Oh, for god's sake, not this 'it's getting worse' debate again.


You're amongst the safest people in London and amongst the most unlikely to be victims of crime, stop whining.


I love how the story's angle takes in the Olympics and the fact that he's a composer. It's paper shorthand for 'he's middle class', you see. Which makes it worse, obviously.

"How many men honestly get convicted for being a paeophile when they are innocent and was just helping out? "


Who cares how many men get convicted ?

What's of greater concert to these men would be the finger being pointed and the aggravation / reputational damage that causes, rather than fear of conviction (which will be minimal if they know they are innocent).


If you're cleared of any crime the rumours still perpetuate, "He's the bloke accused of molesting that little boy don't you know, mind out he's getting close to your Tristram..'.

Actually, HeidiHi, it's more that the police are pretty much compelled to investigate any such accusation, however obviously trumped up. As soon as they investigate, there is a documentation trail. As soon as there is a documentation trail you pop up on the (hopefully soon defunct) ISA 'rumours and gossip' database.


That then has potential to seriously affect both my personal life (sports coaching) and my career (security checks).


God forbid it would ever gets to the point where someone was actually arrested.

i think you need to look a bit more closely at the news report. it's at the Brockwell Park end of Rosendale Road, which places this in West Norwood/Tulse Hill, pretty much - both rougher areas than East Dulwich.

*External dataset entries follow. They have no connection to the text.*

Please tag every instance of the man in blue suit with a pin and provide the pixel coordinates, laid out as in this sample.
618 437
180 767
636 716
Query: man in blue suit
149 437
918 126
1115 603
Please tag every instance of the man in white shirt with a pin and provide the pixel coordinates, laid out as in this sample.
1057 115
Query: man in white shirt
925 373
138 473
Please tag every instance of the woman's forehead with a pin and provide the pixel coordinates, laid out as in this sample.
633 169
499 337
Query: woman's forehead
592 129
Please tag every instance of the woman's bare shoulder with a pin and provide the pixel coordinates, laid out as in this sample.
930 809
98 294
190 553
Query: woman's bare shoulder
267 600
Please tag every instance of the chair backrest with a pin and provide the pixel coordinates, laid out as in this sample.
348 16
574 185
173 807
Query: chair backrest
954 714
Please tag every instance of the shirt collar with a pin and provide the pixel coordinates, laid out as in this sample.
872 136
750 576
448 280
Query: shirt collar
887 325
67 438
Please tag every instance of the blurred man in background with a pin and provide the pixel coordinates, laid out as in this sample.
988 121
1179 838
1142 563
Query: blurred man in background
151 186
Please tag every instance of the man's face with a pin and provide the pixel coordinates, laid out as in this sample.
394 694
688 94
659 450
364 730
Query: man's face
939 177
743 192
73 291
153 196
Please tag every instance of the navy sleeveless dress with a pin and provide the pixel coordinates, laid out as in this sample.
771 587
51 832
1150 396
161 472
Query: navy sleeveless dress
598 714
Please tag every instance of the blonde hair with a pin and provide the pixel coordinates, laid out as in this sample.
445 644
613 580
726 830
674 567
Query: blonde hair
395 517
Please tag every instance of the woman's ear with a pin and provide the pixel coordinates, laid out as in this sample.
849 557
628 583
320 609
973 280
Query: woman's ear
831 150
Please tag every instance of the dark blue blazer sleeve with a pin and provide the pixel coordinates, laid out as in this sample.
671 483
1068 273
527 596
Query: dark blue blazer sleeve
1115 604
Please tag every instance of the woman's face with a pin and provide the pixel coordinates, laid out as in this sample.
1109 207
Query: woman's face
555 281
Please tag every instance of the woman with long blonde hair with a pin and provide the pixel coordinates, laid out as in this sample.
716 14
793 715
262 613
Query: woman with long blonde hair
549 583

That end of the road has always been dodgy, even when the Bon Bonne club was there and thus the place was a bit noisier. It's very quiet, between two railway bridges and with a row of shabby shops on one side and a large council building on the other, and it provides a lot of places to hide, at night. the police rarely bothered to sort out the groups who hung around there since the estate is pretty big at the back with a lot of places to disperse to.


i used to live on Rosendale Road and there's no way I'd walk up there from the 68 stop at 11.45 at night. this guy evidently lived some way up Rosendale - I'd always walk up Croxted then Turney, having got off the bus at Herne Hill (not perfect, but still). and even with that, a friend of mine was mugged in broad daylight on the road a while back.

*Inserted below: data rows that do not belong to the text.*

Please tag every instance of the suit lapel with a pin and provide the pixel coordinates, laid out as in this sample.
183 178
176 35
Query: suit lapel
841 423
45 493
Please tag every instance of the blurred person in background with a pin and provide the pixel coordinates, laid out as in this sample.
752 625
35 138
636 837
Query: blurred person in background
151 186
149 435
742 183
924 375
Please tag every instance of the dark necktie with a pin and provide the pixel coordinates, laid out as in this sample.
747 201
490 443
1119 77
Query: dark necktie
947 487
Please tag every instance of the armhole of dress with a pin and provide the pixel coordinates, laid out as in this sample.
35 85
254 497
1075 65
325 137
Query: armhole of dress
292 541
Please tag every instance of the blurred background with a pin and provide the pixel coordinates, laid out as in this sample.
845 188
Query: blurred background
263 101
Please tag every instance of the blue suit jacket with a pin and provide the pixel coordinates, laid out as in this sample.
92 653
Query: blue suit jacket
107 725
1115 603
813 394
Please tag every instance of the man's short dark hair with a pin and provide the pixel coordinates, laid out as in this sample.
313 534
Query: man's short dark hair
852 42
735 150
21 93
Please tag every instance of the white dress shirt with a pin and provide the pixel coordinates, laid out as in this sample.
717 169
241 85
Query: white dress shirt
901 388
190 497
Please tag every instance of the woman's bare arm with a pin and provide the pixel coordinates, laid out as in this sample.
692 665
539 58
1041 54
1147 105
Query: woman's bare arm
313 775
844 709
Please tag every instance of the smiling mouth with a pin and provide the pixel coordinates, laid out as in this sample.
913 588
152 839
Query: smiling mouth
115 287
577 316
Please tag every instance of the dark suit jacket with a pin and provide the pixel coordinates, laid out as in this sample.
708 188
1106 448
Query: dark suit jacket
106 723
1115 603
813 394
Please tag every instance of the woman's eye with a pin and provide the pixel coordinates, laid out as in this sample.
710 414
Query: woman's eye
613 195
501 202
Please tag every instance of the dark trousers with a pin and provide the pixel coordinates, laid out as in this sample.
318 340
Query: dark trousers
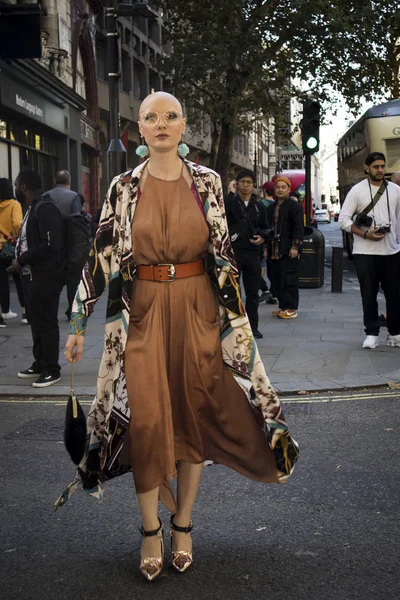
249 265
42 299
73 280
5 286
374 271
285 282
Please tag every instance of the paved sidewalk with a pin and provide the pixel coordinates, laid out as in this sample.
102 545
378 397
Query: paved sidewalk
319 350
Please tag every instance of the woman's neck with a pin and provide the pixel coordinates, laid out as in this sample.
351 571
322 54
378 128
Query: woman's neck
165 165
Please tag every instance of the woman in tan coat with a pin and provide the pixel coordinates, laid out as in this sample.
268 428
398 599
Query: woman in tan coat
10 224
179 356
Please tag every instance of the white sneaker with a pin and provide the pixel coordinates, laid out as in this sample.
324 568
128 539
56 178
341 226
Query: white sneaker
9 315
371 341
393 340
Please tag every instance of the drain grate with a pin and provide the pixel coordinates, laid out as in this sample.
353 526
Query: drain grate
38 430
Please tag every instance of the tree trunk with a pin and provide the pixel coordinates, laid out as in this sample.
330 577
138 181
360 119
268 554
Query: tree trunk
215 137
224 157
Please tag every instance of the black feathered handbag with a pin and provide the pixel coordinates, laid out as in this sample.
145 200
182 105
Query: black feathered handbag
75 431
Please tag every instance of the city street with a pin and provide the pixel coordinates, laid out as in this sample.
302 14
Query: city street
321 350
332 532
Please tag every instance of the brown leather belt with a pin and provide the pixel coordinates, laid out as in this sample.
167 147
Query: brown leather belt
168 272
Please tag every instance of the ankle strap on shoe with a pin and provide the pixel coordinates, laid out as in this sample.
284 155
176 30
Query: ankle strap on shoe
181 529
150 533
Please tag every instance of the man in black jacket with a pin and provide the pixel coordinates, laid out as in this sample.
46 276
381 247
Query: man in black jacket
286 215
41 264
248 228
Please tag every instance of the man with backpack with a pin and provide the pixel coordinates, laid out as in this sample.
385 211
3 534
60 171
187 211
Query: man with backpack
249 229
371 212
67 201
80 235
40 261
78 232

i feel bad for the bloke all the same.

Nature (and, if you believe, God) doesn't pick the best people to be parents, clearly.

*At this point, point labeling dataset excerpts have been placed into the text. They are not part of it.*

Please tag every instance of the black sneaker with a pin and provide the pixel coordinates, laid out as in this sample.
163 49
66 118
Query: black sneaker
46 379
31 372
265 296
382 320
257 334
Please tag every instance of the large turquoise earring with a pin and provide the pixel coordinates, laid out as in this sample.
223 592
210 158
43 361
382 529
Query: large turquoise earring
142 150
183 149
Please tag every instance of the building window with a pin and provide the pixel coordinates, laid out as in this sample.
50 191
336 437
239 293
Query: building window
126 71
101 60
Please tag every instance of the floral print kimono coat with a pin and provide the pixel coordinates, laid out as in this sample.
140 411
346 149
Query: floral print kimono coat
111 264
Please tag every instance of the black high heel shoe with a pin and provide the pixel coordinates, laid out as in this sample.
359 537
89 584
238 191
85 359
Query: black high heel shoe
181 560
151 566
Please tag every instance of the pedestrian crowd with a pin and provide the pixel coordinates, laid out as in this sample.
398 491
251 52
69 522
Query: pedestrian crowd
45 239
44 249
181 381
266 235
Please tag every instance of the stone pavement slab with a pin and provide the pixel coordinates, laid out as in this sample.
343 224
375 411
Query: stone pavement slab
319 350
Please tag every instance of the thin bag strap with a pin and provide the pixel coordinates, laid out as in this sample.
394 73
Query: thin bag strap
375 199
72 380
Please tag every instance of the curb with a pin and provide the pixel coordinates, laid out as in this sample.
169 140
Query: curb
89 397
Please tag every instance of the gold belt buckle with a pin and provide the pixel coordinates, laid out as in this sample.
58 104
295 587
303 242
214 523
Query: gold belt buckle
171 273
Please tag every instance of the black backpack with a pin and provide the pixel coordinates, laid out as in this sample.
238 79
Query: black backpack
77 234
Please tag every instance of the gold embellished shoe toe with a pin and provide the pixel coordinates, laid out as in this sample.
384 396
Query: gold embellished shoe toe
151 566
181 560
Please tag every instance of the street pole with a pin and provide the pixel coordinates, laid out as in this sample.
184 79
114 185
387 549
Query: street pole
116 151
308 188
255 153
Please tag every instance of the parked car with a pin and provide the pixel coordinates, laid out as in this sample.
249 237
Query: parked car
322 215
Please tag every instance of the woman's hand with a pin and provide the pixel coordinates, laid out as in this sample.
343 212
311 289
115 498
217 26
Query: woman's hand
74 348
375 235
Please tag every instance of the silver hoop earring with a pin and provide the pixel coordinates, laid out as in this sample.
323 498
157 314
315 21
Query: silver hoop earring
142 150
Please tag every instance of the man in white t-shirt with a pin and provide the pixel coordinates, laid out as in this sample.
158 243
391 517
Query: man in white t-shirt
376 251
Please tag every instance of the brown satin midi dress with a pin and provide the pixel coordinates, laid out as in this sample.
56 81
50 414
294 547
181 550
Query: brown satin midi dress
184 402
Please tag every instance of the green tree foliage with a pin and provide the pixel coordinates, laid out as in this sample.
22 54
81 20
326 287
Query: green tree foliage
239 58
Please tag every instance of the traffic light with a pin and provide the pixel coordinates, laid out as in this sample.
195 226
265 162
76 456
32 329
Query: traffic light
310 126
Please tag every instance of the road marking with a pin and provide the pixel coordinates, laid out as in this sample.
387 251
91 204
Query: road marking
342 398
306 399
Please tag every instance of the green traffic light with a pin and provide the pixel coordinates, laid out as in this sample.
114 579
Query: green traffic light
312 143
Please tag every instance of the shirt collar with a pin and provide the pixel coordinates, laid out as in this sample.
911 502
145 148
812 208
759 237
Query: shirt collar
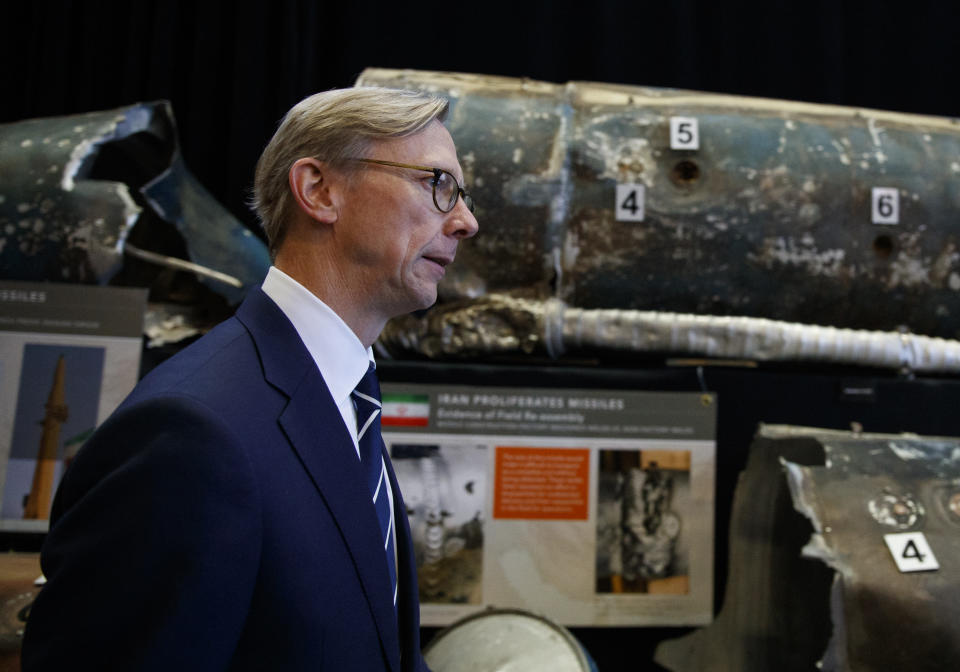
338 353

So I think we should be subject to a common sense and kindness test before being allowed to breed...


Just kidding. Or not - since I knew I would be an appalling parent!

There is a thin line between respect/disrespect! Its all about COMMUNICATION. Adults, not all adults do tend to talk down to the kids and this is where the breakdown starts! When there stressed, the negativity projects onto the children! so WE HAVE TO LOOK HOW WE BEHAVE as this is why IT IS A LEARNED BEHAVIOUR! LISTEN to the children, dont think cause there children they dont know anything! They have feelings too! We as adults do tend to dismiss their feelings (which then causes frustatration, upset and then a bad communiocation between each other!)


We all know that it is against the law to "hit" children (which righly so...) but they know that the laws are too soft so they no longer fear anyone... even the police! Bordom is what cause them to get into gangs. Im not saying that parents also are to blame (as maybe they havent had any guidence!) but the higher authorities have to take action! for firmer rules, otherwise no-one will respect anyone! and that is something that is needed.


I think we cannot change attitudes until\people in higher places make a change!and we all learn to understand that we need to hear other peoples opionions and not OUR OWN! we are selfish deepdown and this is what is definately the cause of our problems that we have today!

As we're making generalisations, here's mine.


The kids who did this probably (not certainly, of course) come from backgrounds as that poor man's skull may be. They are making a play for themselves by the law of their jungle - to gain respect from their peers, maybe some cash from his wallet and his phone once they'd finished.


That in no way excuses what they did, which is vile.